We have a complicated system for checking in our code. There are hundreds of devs in our division and tens of thousands of source files in our product. Different groups have different cultures; one may have a "death before dishonor" ethic in which they wouldn't tolerate a member of their group checking in a change which would break the daily build, others may have more of a "let's try this..." attitude. Thus, we have policies for code reviews, verification, and checkin.
This week we lost some hardware used for buddy testing and a couple of obscure bugs got checked in which didn't break the suites on one machine but did on another, making the normally tedious task unusually painful. And so the suggestion arose to change our process to improve efficiency. A noble ambition, but with its drawbacks.
How do you go about improving a system's efficiency when you don't have any baseline data, or any tests to determine the effects of your changes? We have several anecdotes in circulation this week, but what use is that for evaluation? Worse, it seems to me that the metrics that we'd need would be painful to collect. If we wanted to compare time spent coding to time spent checking in it would require substantial effort on each dev's part. I keep three computers busy most of the time. Seven, occasionally.
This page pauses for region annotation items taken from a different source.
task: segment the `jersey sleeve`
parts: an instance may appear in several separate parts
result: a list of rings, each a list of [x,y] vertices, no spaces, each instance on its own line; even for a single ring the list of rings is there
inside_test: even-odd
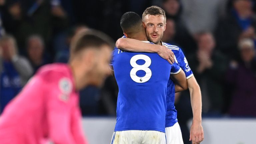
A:
[[[172,68],[171,69],[171,74],[176,74],[179,73],[181,70],[181,68],[180,67],[179,64],[175,62],[172,65]]]
[[[66,87],[68,89],[70,84],[65,84],[62,81],[68,80],[68,79],[61,75],[55,75],[48,77],[52,80],[49,80],[49,77],[46,78],[48,80],[46,84],[51,88],[46,100],[49,138],[54,143],[75,144],[70,127],[72,112],[69,99],[70,94],[62,92],[60,89],[62,87]]]
[[[175,55],[175,53],[174,53],[176,59],[180,65],[180,67],[185,72],[187,79],[188,79],[194,75],[193,73],[188,65],[187,59],[180,48],[179,49],[179,53],[177,54],[178,54]]]
[[[115,52],[115,50],[116,49],[116,47],[115,47],[115,48],[114,49],[114,50],[113,50],[113,51],[112,51],[112,53],[111,54],[111,59],[110,60],[110,62],[109,63],[109,66],[110,67],[113,67],[113,59],[114,58],[114,53]]]

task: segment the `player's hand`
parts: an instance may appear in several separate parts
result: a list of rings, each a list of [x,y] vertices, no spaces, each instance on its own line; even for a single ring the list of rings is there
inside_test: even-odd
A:
[[[174,62],[174,54],[173,52],[164,46],[160,46],[160,49],[157,53],[162,58],[166,59],[172,64]]]
[[[199,144],[204,140],[204,131],[201,122],[193,122],[190,128],[189,141],[192,144]]]

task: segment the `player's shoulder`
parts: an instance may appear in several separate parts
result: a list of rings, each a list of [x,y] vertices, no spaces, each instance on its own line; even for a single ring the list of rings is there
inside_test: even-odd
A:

What part of that is actual checkin time, and who wants management scrutinizing your hours spent coding if you're not already so blessed. (This is a valuable metric by itself, but streamlining the checkin process does not justify the cultural changes it takes to acquire this kind of info.)
It occurred to me that sampling might be helpful, but still involves near spyware on each dev's computer. While trust runs pretty high here, these kinds of systems are sensitive to the slightest abuse, or rumor of an abuse. Non-relative information would be simpler to collect, but it's still difficult to measure the actual amount of human engagement in a process which might consist of a significant period of sync'ing and building, then a script running a batch of suites, and then investigating and correcting build or suite failures. As the build and run phases are time consuming, devs tend to fork off and check back before and after lunch; raw numbers are useless. True, there could be buttons to press indicating "I've begun dealing with non-routine problems" and "I'm returning to doing routine tasks" but I'd imagine such buttons would get pressed very little. The benefits and burdens don't match up, and I've found that such systems are no more reliable than self-selected survey samples.
It's important to keep the infrastructure running efficiently, and increasing the productivity and reducing the level of frustration of the team is a wonderful goal. At the moment, however, I'm stumped when it comes to collecting useful metrics.